I just saw this classic clip reposted - general Wesley Clarke recounting (in shock) how he became aware that the US "Defence" Department planned to "take out" 7 countries, those being
Iraq
Syria
Lebanon
Libya
Somalia
Sudan
Iran
A simple before and after view of those countries now and twenty years ago tells its own story
Iran last on the list and always the prize they didn't quite dare go for yet.
The signs are there that Trump might just be the one to finish the list
'The Plan' referred to there is, of course, the Project for a New American Century when Rumsfeld and his goons were at the DoD. And I understand the conversation reported was from 2001 when they'd recently come to power and were full of themselves with what they were going to achieve.
Obviously Iraq was the one on that list they went for first and it was such a disaster - for the people of Iraq, for the US, for regional stability, for the stability of global geopolitics - that the idea of enforcing global US hegemony through military might was recognised as an over ambitious dream and PNAC folded in 2006 (naturally claiming 'job done').

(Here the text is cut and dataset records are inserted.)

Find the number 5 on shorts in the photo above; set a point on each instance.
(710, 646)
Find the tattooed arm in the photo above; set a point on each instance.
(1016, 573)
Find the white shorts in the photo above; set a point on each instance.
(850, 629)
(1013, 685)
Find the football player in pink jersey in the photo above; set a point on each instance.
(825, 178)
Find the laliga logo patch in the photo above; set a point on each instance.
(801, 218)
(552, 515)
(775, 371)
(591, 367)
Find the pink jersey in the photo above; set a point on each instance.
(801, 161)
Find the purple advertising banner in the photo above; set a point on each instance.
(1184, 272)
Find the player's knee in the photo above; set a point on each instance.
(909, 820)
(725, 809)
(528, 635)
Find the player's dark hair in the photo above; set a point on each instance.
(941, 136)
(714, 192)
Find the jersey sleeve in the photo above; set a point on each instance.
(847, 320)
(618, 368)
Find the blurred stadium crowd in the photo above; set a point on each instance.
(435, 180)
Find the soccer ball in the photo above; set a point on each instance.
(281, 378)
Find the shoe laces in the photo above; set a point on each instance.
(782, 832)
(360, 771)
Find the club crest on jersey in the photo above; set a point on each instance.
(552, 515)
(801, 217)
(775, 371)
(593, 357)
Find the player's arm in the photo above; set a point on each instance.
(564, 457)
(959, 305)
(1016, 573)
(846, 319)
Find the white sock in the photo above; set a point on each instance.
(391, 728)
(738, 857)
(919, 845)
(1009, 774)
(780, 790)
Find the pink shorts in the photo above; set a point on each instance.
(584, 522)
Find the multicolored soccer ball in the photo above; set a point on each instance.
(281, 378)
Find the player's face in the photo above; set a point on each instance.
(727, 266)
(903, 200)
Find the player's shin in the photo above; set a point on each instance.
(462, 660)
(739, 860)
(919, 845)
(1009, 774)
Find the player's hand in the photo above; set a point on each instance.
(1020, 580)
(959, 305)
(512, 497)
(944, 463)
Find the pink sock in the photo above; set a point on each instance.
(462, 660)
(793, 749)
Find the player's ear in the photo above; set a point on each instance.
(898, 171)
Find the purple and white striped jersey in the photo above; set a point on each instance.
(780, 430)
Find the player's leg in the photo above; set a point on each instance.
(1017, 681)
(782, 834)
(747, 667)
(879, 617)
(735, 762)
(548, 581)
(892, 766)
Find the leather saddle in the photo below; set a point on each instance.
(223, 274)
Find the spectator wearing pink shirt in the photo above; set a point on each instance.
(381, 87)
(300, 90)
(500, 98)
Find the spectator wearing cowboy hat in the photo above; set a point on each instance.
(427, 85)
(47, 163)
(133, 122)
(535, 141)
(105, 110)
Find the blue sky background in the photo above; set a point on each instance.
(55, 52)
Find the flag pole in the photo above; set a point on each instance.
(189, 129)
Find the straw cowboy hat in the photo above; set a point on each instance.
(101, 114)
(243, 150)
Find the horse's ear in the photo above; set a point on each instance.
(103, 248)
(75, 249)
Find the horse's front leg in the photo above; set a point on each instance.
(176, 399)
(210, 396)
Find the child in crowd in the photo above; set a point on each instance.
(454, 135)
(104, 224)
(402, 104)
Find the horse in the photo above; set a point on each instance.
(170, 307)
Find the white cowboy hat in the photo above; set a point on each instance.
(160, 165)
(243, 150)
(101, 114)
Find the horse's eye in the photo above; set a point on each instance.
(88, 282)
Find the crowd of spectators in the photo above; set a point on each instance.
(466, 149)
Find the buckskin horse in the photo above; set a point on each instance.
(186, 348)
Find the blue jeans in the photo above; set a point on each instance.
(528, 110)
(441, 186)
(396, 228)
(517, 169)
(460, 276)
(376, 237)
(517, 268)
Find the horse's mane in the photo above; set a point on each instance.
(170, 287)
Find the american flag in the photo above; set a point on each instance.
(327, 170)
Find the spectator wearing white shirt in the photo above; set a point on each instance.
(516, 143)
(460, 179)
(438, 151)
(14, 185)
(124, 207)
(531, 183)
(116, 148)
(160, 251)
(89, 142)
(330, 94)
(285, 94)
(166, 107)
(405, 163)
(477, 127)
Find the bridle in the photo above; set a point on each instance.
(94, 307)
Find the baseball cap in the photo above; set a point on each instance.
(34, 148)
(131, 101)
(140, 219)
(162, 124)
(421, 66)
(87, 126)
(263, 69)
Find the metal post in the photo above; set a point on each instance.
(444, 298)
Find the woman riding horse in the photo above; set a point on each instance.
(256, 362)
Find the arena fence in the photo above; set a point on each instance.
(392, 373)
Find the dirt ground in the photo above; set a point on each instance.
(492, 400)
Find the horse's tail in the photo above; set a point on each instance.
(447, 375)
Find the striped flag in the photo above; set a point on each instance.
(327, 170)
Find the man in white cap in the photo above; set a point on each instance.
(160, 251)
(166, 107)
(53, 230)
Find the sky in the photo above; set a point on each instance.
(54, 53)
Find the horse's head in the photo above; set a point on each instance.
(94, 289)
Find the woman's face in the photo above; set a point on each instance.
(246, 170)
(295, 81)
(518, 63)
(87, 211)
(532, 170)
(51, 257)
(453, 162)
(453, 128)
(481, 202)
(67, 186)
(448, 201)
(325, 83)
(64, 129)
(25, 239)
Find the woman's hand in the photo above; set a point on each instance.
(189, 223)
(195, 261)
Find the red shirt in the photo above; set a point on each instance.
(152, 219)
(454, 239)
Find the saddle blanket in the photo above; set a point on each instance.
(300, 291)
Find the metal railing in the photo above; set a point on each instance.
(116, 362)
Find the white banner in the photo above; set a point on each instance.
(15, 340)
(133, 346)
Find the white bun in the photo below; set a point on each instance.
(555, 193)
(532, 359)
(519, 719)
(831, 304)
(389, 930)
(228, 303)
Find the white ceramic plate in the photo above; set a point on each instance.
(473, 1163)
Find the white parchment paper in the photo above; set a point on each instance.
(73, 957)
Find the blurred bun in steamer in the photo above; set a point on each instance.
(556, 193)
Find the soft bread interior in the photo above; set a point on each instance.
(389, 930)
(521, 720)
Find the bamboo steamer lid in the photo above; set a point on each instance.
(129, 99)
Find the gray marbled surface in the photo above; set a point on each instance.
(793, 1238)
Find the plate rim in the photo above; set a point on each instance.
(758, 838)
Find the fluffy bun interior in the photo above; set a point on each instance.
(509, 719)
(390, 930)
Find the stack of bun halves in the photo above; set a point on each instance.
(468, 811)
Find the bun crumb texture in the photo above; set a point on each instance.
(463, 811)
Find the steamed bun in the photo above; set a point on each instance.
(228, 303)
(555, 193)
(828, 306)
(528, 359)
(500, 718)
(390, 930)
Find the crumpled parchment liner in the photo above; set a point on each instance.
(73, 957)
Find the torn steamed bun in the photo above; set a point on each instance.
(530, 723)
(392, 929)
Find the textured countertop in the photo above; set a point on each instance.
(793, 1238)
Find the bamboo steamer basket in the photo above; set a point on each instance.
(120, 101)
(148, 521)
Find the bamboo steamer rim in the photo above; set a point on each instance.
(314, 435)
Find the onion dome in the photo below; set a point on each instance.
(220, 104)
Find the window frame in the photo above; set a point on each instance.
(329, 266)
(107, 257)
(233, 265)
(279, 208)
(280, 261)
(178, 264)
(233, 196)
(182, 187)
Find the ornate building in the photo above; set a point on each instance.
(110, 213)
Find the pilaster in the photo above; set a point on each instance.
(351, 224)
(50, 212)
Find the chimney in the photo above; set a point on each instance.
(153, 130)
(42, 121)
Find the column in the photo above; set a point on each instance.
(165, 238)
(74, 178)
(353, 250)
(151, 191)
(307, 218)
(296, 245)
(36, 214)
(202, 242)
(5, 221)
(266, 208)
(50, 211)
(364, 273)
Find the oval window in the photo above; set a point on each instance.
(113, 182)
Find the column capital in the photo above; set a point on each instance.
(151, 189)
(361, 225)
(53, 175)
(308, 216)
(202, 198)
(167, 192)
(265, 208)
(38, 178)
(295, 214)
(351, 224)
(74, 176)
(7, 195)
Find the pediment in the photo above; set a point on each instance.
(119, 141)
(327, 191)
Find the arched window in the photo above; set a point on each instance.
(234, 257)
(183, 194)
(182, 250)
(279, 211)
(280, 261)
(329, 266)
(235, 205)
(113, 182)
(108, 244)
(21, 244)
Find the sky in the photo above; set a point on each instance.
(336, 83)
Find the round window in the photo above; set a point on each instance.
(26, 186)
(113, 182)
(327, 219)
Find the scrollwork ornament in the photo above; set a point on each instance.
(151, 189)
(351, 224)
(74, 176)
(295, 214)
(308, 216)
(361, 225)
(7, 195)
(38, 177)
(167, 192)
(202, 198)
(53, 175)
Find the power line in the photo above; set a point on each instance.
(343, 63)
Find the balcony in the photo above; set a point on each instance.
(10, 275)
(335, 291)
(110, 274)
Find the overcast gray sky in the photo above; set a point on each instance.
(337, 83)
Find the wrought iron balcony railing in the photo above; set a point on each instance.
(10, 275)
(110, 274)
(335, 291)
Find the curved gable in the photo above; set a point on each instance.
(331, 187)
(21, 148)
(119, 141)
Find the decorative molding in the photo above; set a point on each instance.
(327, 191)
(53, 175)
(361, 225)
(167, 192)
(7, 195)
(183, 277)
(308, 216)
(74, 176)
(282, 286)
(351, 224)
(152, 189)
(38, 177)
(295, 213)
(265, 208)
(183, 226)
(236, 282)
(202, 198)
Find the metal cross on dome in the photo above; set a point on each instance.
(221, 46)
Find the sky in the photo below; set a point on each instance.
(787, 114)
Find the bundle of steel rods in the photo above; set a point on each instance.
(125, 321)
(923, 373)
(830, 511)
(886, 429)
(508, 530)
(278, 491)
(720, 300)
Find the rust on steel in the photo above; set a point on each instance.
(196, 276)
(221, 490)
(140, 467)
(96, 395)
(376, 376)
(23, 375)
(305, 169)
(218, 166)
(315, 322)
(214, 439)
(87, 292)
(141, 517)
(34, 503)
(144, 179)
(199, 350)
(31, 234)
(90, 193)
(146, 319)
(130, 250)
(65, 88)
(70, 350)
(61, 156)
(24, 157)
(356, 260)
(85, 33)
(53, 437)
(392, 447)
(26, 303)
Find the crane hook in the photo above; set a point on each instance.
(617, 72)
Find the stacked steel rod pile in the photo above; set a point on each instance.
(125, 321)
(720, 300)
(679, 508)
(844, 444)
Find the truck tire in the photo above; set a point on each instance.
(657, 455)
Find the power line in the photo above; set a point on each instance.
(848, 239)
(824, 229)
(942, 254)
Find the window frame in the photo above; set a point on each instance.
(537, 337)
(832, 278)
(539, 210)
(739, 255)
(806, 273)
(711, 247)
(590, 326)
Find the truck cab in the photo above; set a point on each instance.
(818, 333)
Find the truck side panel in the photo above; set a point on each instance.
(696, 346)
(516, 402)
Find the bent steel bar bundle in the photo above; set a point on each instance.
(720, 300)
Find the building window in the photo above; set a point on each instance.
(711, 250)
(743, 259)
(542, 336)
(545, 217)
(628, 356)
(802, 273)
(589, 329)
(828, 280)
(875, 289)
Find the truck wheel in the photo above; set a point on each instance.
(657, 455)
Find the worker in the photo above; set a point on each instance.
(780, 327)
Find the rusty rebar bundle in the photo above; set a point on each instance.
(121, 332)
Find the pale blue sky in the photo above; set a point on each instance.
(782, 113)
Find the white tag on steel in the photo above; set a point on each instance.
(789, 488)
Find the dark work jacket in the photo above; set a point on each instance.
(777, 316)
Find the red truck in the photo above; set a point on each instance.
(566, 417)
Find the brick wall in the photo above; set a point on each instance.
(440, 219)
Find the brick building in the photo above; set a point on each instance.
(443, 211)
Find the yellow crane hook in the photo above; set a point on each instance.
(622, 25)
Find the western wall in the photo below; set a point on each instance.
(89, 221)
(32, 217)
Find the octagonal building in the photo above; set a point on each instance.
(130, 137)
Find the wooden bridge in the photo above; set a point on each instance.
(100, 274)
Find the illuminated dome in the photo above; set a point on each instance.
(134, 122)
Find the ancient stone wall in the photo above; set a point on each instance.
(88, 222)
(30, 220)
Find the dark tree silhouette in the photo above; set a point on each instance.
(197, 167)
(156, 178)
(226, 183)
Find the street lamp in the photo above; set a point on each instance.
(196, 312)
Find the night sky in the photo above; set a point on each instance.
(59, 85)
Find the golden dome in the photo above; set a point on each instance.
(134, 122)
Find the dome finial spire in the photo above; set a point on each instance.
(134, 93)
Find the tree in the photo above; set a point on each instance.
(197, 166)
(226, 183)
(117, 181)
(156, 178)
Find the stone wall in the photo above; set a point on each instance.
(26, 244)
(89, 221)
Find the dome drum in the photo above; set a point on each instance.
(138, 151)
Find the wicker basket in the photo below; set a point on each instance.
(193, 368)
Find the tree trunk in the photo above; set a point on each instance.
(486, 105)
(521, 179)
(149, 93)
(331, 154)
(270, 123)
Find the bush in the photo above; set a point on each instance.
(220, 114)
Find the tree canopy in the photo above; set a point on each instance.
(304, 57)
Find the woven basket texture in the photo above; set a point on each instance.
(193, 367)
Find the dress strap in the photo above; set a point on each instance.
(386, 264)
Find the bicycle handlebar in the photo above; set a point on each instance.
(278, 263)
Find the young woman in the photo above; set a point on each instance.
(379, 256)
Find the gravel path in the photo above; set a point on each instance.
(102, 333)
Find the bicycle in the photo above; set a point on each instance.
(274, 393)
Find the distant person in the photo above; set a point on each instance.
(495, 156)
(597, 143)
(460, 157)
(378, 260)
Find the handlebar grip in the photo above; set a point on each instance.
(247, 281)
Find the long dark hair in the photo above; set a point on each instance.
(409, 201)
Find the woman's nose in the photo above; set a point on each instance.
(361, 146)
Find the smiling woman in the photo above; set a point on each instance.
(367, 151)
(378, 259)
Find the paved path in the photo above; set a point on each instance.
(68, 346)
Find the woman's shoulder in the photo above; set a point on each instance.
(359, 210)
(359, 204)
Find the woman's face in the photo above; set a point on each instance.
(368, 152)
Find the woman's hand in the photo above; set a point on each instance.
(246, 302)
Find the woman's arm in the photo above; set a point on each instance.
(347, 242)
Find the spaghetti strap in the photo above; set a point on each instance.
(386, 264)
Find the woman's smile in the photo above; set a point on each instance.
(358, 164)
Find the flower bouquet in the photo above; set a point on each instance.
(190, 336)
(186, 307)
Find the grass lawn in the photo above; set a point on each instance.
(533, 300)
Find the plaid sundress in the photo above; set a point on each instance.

Sudan also had plentiful problems in the PNAC period, but I'm not sure how much the Darfur civil war/genocide can be pinned on the US. Al-Bashir started the period having mutual emnity with the US, but came to heal in the war on terror and the janjaweed and other militias were supported by Libya, another country on the tick list.
Somalia is a weird one to have on the list as by 2001 there was no functioning Somali state, the country having descended into warlordism. It's probably there because of the US's embarrassing failures there in the 90s.
With the end of the Bush administration in 2009 The Plan was probably dead, but that doesn't mean US geopolitical interests had changed and when opportunities arose for regime change in countries the US state dislikes Obama was happy to grab them.
So when the Benghazi revolution happened in Libya and Sarkozy & Cameron were jumping up and down saying something must be done the US was all
well okay then. The US was happy to bomb the Libyan rebels to victory against Ghaddafi without a thought for the consequences, which have been a disaster for the country and region.
When the uprising against Assad happened in Syria the US was happy to provide support to the rebels
When Netenyahu decided to invade Lebanon to destroy Hezbollah Biden has been happy to let him get on with it using US supplied weapons, making anyone else who might get involved back off with a carrier fleet or three.
But I'm not sure these post Bush actions are part of The Plan, rather business as usual post '45 US foreign policy promoting the US state's perceived strategic interests as the cost of uncountable lives and chaos.
Hawks in the US would love to go after Iran, but that's always been an awkward challenge for the US militarily and geographically. And it's complicated by the current world order with an assertively forward Russia, it's economy geared to war after their Ukrainian adventure (however that ends; badly for Ukraine presumably), being friendly with Iran and China in opposition to US aims of being global number one. Quite where all this will go with Trump's next presidency is anyone's guess.